My name is Douglas Thain, and I am an Associate Professor in Computer Science and Engineering at the University of Notre Dame. My background is in large scale distributed systems for scientific computing. I lead a computer science team that collaborates with researchers in physics, biology, chemistry, and other fields of experimental science. We work to design systems that are able to reliably run simulations or data analysis codes on thousands of machines to enable new discoveries. And we publish our software in open source form as the Cooperative Computing Tools.
I have sort of fallen into reproducibility area sideways, as a result of working in systems at large scale. In the last two years, this has been part of the Data and Software Preservation for Open Science (DASPOS) project funded by the NSF.
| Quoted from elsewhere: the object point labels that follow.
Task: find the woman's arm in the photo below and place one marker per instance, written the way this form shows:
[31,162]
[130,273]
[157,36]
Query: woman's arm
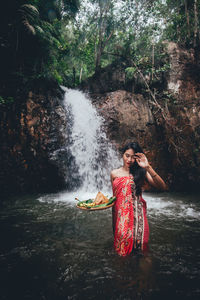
[152,177]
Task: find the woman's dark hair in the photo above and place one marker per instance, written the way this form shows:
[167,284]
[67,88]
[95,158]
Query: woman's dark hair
[137,171]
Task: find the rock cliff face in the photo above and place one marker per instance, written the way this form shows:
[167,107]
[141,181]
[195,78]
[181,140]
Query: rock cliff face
[169,129]
[33,136]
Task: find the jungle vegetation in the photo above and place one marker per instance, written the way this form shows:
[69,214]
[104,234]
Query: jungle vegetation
[67,41]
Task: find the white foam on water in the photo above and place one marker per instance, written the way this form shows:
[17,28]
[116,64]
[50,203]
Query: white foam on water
[95,157]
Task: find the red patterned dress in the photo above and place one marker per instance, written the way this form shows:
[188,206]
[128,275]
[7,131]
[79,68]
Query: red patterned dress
[131,229]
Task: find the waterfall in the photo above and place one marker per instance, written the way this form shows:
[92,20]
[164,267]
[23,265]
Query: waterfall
[92,156]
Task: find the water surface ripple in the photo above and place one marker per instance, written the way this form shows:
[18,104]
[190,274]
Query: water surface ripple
[52,250]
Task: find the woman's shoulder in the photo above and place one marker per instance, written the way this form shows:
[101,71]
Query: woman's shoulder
[115,171]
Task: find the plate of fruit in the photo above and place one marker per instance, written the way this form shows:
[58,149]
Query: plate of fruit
[100,202]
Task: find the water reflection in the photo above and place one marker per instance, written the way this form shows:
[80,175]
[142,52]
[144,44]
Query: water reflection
[52,250]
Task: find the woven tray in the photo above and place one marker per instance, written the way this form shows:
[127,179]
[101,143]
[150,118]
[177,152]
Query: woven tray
[95,208]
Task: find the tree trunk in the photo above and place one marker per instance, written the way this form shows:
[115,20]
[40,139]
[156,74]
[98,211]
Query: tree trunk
[195,23]
[187,18]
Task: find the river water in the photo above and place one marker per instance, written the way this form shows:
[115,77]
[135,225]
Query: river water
[51,250]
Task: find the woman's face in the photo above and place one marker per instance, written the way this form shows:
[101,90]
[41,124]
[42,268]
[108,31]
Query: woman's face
[129,157]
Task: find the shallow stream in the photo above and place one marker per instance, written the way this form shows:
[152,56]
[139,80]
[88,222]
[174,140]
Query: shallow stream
[52,250]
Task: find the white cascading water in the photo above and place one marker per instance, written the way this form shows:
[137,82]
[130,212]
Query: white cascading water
[93,155]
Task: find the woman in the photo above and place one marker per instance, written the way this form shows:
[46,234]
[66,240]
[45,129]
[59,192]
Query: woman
[131,229]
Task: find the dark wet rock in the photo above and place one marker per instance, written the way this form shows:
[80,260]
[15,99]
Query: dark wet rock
[33,139]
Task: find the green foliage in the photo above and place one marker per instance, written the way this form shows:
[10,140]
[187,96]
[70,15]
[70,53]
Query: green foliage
[49,40]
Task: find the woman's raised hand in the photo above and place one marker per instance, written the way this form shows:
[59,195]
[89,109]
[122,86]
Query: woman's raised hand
[141,159]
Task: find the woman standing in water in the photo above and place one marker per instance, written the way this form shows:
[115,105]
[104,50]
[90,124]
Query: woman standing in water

And here is a tale of non-reproducibility:
A common problem that we encounter is that a student works hard to get some particular code running on their laptop or workstation, only to find that it doesn't work at all on the other machines that they can get access to. We often find this happening in the realm of bioinformatics, where tools like BLAST, BOWTIE, and BWA are distributed in source form with some rough instructions on how to get things going. To make it work, the student must download the software, compile it just so, install a bunch of shared libraries, and then repeat the process for each tool on which the first tool depends upon. This process can take weeks or months to get just right.
Now, the student is able to run the code and gets some sample results. He or she now wishes to run the tool at scale, and uses our software to distribute the job to thousands of machines spread around campus. Success, right?
Of course not! None of the machines to which the student has access has been set up in the same painstaking way as the original machine, so the student ends up working backwards to debug all the different ways in which the target differs from the original.
- Code works with Python 2 and not Python 3, check.
- Missing config file in home directory, check.
- libobscure.so.3 found in /usr/lib, check.
- (bang head on keyboard)
Can we make things better?
I think we can, but it is going to take several different kinds of developments:
- Better tools for specifying and standing up environments in a precise way.
- Better habits by researchers to track and specify what they use.
- Better repositories that can track and store environments, code, and data and relate them together.
- Higher expectations by the community that work should be made reproducible.
Ok, that's my introduction. Would the other panelists like to introduce themselves?